I came to realize over the three and a half years I worked at Fraenkel that any time Lee called each member of the staff would get excited in his or her own way. My first conversation with Lee was brief: I told him which photograph I wanted and why. He thanked me and I thanked him. My print arrived in the next shipment: Young Tuxedo Brass Band, New Orleans, 1959.

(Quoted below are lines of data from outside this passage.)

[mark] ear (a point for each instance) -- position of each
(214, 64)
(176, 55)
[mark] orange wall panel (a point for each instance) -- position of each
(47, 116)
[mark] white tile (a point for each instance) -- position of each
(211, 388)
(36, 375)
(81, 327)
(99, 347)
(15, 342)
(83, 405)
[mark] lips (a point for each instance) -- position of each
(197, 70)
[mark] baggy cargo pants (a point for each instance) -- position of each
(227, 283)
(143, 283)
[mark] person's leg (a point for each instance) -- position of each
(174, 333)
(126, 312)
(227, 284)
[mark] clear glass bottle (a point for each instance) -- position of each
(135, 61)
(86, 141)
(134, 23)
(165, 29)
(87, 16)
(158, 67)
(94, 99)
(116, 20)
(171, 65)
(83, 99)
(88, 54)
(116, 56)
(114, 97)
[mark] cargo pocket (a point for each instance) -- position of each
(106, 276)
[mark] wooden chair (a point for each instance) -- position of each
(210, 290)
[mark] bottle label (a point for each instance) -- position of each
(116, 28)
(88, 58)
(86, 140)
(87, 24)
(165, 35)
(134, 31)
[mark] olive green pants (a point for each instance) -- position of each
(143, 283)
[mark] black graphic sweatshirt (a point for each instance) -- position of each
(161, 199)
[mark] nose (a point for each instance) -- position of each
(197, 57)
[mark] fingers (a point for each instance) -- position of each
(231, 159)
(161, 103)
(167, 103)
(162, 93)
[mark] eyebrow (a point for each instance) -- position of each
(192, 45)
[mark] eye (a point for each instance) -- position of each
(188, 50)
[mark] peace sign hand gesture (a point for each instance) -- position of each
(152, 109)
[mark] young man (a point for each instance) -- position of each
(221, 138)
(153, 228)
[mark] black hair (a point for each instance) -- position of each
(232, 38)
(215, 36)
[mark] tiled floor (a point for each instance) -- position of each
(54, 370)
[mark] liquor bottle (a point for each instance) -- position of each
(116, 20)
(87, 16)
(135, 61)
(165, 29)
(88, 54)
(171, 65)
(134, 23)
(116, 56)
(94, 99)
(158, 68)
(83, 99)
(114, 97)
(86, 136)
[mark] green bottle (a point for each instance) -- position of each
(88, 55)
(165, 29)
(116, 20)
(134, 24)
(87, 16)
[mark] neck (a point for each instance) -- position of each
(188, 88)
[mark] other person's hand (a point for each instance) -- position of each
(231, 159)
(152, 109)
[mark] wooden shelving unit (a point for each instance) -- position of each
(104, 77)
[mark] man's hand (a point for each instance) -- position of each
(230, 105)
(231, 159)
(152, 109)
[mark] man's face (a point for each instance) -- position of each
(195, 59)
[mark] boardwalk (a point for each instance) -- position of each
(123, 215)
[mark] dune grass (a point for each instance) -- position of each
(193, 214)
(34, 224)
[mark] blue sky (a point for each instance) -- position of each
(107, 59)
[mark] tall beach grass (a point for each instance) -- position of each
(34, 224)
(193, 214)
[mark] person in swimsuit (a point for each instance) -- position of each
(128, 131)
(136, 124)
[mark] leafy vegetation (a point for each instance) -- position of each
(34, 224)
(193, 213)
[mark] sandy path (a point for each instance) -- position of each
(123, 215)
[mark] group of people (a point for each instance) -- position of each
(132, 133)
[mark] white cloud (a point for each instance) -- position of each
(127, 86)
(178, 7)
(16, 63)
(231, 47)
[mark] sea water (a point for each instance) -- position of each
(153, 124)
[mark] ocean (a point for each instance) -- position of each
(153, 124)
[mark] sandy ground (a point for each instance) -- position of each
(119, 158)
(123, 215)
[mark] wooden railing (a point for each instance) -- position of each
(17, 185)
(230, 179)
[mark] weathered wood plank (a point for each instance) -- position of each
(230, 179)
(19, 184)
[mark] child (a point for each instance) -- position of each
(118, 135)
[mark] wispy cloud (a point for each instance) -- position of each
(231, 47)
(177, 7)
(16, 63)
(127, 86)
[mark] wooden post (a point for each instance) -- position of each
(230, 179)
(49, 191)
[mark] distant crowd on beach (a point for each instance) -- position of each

It would be another few years before I even thought of moving to New Orleans, but that image always reminded me of my first trip. In November 1994, I spent Thanksgiving in the city with my family. My brother had just passed away that August, and my mom refused to stay home and cook a holiday dinner. So we packed our bags, escaping the Pennsylvania cold a still-wounded flock, and headed south. As we were walking into Commander's Palace on Thanksgiving Day, a brass band was making its way into Lafayette Cemetery No. 1. I have never forgotten the sound of the music I heard that day. It was so familiar and like nothing I’d ever heard before. Haunting and sad, but hopeful too. Today, the photograph has a prominent place in my living room in New Orleans right next to my turntable, and when I look at it—from the first time I saw it and every day since—I can still hear that music.

Lee Friedlander, Eureka Brass Band, no date. Gelatin silver print. Courtesy the William Ransom Hogan Archive of New Orleans Jazz, Tulane University.

Editor's Note

“Jazz People: New Orleans Portraits by Lee Friedlander” on view through October 9, 2011 at the Newcomb Art Gallery at Tulane University, New Orleans.